UConn News HomeUConn News

Alumni Association announces 1997 award-winners (Released: 3/25/97)

by Elizabeth Omara-Otunnu, Office of University Communications.

STORRS, Conn. -- The University of Connecticut Alumni Association has announced the recipients of its awards for 1997.

The University Service Award will be presented to George Potterton '35 and Barbara Potterton, '35, '62 of MANCHESTER. This award is given annually to honor alumni who have contributed their services to the University in an outstanding way. The Pottertons are the first couple to receive the award.

In 1934, when the Pottertons were in their senior year at Connecticut Agricultural College, the school became known as the Connecticut State College (it would become the University of Connecticut in 1939). George Potterton suggested the husky dog, associated with Yukon Territory in northwest Canada, as an official mascot. He later selected the first Husky and brought the puppy to Storrs.

The Pottertons, who met when they were both officers of the Student Senate, are life members of the Alumni Association. They have planned and organized reunions of their class since graduation and are now planning for their 65th reunion in the year 2000. Their three children all graduated from UConn and two grandsons are current UConn students.

As retired teachers from the Manchester Public School system, the Pottertons encouraged many of their students to attend UConn. They also have been active in a number of community and church organizations.

This year's winner of the Connecticut Alumni Service Award is William Potter, '63, of MYSTIC. The Alumni Service Award is presented to alumni who have contributed their services in an outstanding way to enhance the Alumni Association.

Potter graduated with a bachelor of science degree in electrical engineering. He currently works for the Electric Boat Corporation in Groton. An active member of the Southeastern Chapter of the UConn Alumni Association, he served as chapter secretary, treasurer, vice president and as president for three terms. He also served on the Alumni Association Board of Directors from 1989 - 1995, where he held the post of secretary as well as serving on several committees.

Gregory Anderson of MANSFIELD, a professor of ecology and evolutionary biology and department head, will receive the Distinguished Alumni Professor Award. This three-year award recognizes an individual who is both an excellent teacher and a scholar of international reputation.

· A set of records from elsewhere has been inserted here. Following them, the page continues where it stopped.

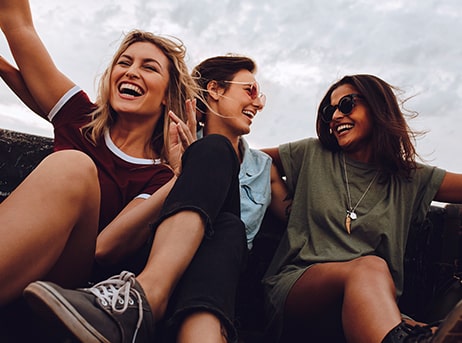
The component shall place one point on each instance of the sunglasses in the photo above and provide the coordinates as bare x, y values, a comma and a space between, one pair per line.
345, 105
253, 91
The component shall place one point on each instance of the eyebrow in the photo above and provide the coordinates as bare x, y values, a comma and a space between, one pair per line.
145, 60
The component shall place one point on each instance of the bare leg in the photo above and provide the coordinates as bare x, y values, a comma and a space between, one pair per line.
362, 289
49, 224
201, 327
176, 241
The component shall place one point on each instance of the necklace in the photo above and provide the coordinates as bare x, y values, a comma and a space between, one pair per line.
351, 214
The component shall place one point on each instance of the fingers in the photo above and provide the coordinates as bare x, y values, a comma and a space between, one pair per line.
186, 131
192, 119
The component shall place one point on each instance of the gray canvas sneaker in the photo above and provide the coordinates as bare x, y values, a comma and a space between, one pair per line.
114, 310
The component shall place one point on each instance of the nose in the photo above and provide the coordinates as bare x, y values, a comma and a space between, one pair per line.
131, 72
337, 114
260, 101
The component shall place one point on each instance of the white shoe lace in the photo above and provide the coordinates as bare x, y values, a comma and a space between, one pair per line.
116, 292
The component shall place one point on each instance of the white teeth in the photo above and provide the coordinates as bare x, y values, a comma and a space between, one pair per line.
129, 88
249, 114
344, 127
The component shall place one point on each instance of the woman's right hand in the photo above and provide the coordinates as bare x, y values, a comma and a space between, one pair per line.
181, 135
43, 80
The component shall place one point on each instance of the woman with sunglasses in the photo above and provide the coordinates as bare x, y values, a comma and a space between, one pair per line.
228, 102
198, 310
356, 191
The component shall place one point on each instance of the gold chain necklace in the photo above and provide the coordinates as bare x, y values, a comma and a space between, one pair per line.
351, 214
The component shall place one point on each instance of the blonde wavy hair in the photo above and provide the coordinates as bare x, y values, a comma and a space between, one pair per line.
181, 87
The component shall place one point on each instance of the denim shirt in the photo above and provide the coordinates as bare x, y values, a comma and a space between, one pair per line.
255, 180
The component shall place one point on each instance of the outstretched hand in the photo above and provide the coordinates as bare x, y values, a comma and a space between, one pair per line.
181, 135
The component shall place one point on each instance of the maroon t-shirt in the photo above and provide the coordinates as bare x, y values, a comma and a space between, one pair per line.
122, 177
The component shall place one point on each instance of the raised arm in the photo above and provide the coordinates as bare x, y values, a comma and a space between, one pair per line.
15, 81
44, 81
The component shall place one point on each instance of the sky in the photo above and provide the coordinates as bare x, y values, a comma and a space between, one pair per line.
301, 48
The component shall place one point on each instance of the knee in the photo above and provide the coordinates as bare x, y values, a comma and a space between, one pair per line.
71, 168
371, 269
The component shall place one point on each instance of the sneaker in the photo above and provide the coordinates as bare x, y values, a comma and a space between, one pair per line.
114, 310
450, 329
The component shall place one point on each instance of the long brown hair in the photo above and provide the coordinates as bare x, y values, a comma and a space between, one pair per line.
181, 86
392, 139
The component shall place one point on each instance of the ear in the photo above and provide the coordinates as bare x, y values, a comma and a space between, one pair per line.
212, 90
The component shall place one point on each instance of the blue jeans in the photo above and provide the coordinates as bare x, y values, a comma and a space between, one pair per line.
209, 184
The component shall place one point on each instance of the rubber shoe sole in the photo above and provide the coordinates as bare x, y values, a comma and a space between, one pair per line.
53, 307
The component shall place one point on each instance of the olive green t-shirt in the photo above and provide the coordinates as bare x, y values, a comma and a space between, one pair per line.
316, 230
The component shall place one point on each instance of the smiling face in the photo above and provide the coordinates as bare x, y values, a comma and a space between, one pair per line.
139, 81
233, 108
353, 132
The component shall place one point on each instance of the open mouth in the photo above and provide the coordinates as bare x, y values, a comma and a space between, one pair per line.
344, 127
248, 114
130, 89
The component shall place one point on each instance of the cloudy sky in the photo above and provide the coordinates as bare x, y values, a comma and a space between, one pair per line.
301, 47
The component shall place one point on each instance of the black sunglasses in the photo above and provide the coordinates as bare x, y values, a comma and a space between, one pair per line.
345, 105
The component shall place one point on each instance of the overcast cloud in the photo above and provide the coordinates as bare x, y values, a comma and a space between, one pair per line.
301, 47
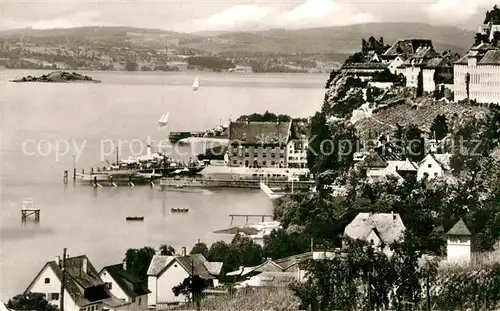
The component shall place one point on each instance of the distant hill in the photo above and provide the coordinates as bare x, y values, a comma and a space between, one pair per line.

Anderson specializes in research on evolution, domestication, classification and reproductive biology of plants. He was a principal investigator of a graduate research training grant in conservation and biodiversity, a five-year grant that was one of fewer than 5 percent of proposals funded by the National Science Foundation. His work has appeared in Nature, The American Naturalist, the American Journal of Botany, and Systematic Botany. He has served as the elected president of the Society for Economic Botany, the Botanical Society of America, and the American Society of Plant Taxonomists.

A faculty member since 1973, Anderson was instrumental in developing introductory courses in biology, an upper-division course on plants and civilization, and a graduate course on experimental method. He has served on numerous departmental and University committees, been active in student affairs, and currently serves as head of the department of ecology and evolutionary biology.

William Francis Bailey of WILLINGTON, a professor of chemistry, will receive the Faculty Excellence in Teaching Award. This award is intended to encourage excellence in classroom teaching.

Bailey, a faculty member since 1975, specializes in organic chemistry. He is recognized by both undergraduate and graduate students for his love and enthusiasm for the subject, his careful lecture preparation, and his willingness to help students on an individual basis.

Steven Cohen of TOLLAND, a professor of pharmacy, has been selected for the Faculty Excellence in Research in the Sciences Award. The award is an incentive to encourage excellence in scholarly research.

Cohen is internationally recognized for his research findings on the biochemical mechanisms underlying the toxicity of drugs, including Tylenol, and poisons. His findings have led to more effective treatment of poisoning. Cohen, who joined the University in 1972, has published more than 70 journal articles and chapters in major toxicology journals. He has received more than $1.25 million in research funding from the National Institute of Environmental Health Sciences since 1987.

Cohen has worked with the Environmental Protection Agency, the National Academy of Sciences, universities in India and Australia, and is currently vice president and president-elect for 1998-1999 of the Society of Toxicology, the largest and most prestigious organization in the discipline.

The Faculty Excellence in Research in the Arts and Humanities Award goes this year to Ruth Millikan of MANSFIELD CENTER.

Millikan, a professor of philosophy, specializes in the nature of language and thought. Her research draws on psychology and biology as well as philosophy. In her first book, Language, Thought and Other Biological Categories, published in 1984, she argued that thought and language should be understood in evolutionary terms. The work is now regarded as a classic in the discipline.

Widely recognized as a highly original thinker, Millikan has been described by Robert Cummins of the University of Arizona as "one of the five most influential writers in the philosophy of mind today." In 1991, she was invited to write the lead article for the centennial issue of the leading philosophical magazine in Britain, Mind. Millikan has held fellowships at Oxford University and at the Center for Advanced Study in the Behavioral Sciences at Stanford.